Wie ist Deine Meinung zur letzten Wahl in den USA?
Ich denke es war letztendlich fair, es gab dieses Mal keine Auseinandersetzungen, die das ganze begleitet haben. Es war fair, korrekt und es gab keine dieser verrückten Nachzählungen. Bin ich glücklich mit dem Ergebnis? Sicherlich nicht, aber die Mehrheit der Amerikaner hat in eben dieser Art und Weise entschieden. Ich glaube nicht wirklich, dass John Kerry in der Lage gewesen wäre, das Amt zu übernehmen, aber ich glaube genauso wenig, dass Gerorge Bush der richtige Mann für das Oval Office ist. Ich bin also irgendwo in der Mitte.

Wenn Du etwas ändern könntest, was wäre das?

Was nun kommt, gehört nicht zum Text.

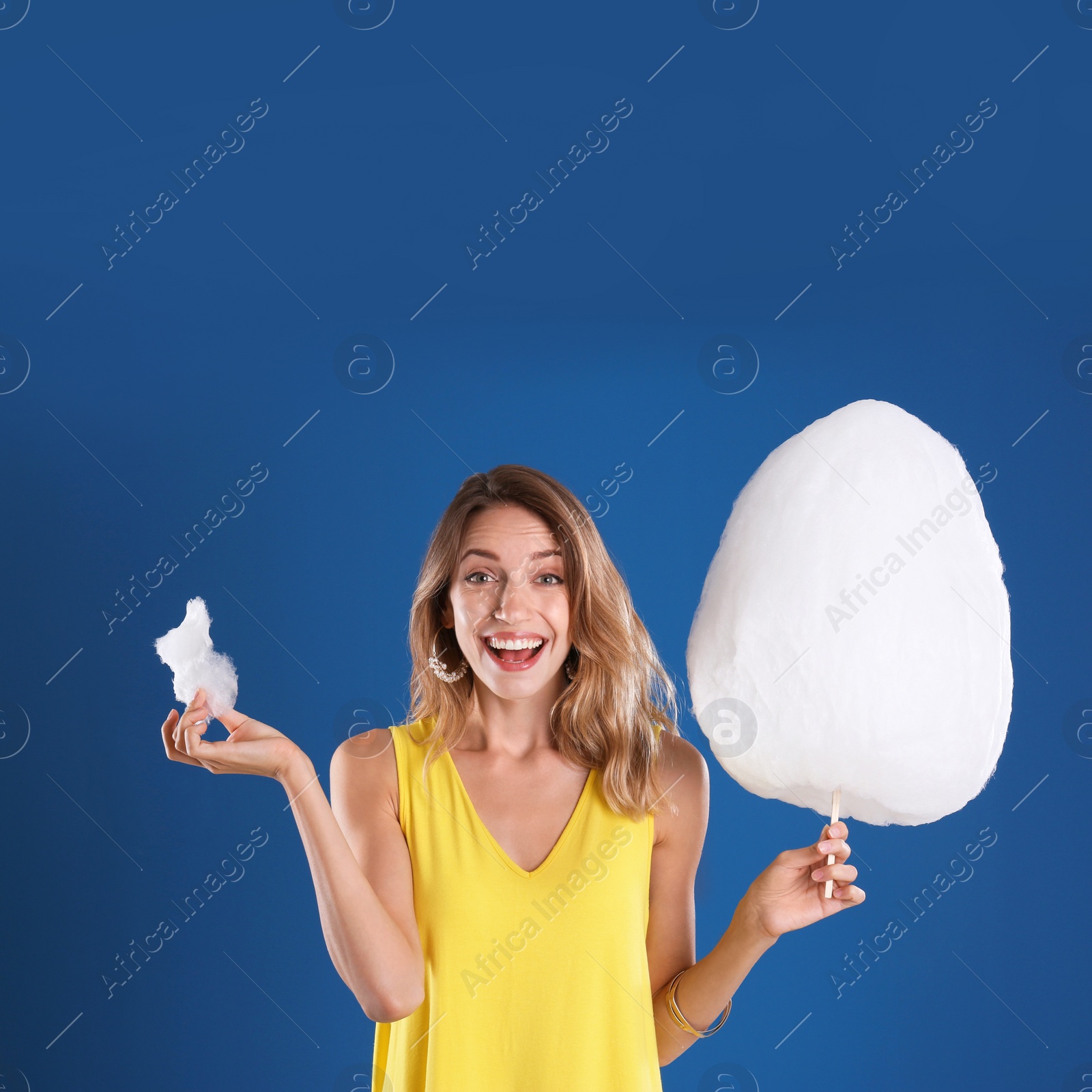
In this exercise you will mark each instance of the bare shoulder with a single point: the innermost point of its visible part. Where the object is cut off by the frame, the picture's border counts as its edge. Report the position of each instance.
(684, 777)
(364, 775)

Diese Auffassung, die fast dem Rassismus gleichkommt. Dass, was jedem jeder Herkunft wiederfährt, wenn er in andere Länder reist. Ich zum Beispiel bin Amerikaner und manchmal bin ich in europäischen Ländern und die Menschen nehmen einfach an, dass wir alle kriegsliebende Monster sind und das ist nicht der Fall. Und manchmal ist so, zum Beispiel in Amerika, dass Leute mit einem arabischen Akzent sofort als Terroristen wahrgenommen werden, aber so ist es nun mal nicht. Ich wünschte, die Menschen nähmen ihren Kopf aus dem Hintern und lassen Menschen Menschen sein. Es ist wirklich bedauernswert, dass überall Leute sind, die annehmen, ein ganzes Land sei so und nicht anders. Nicht jeder in Deutschland ist ein Nazi und nicht jeder Franzose riecht wie Scheiße.

Zu guter Letzt erzähle uns doch eine lustige oder skurrile Geschichte aus dem Tourleben.
Na klar! Wir waren mit Slipknot und Fear Factory auf der Jägermeister Tour, spielten in unserer Heimatstadt Cleveland und feierten danach kräftig. Ich trinke nicht so viel und normalerweise bin ich nach zwei Kurzen Vodka oder ähnlichem betrunken. In dieser gewissen Nacht habe ich getrunken, getrunken und getrunken und hatte viel Bier, viele Kurze, viele Mix-Getränke und gegen Ende der Nacht trank ich eine halbe Flasche Absinth. Ich ging nach Hause zu meiner Freundin und sagte ihr, dass es mir nicht so gut ginge und wollte in der Badewanne sitzen. Sobald ich ins Badezimmer kam, habe ich die ganze Wanne und meine Freundin vollgekotzt. Das ist der Grund, weshalb ich nicht mehr so viel trinke.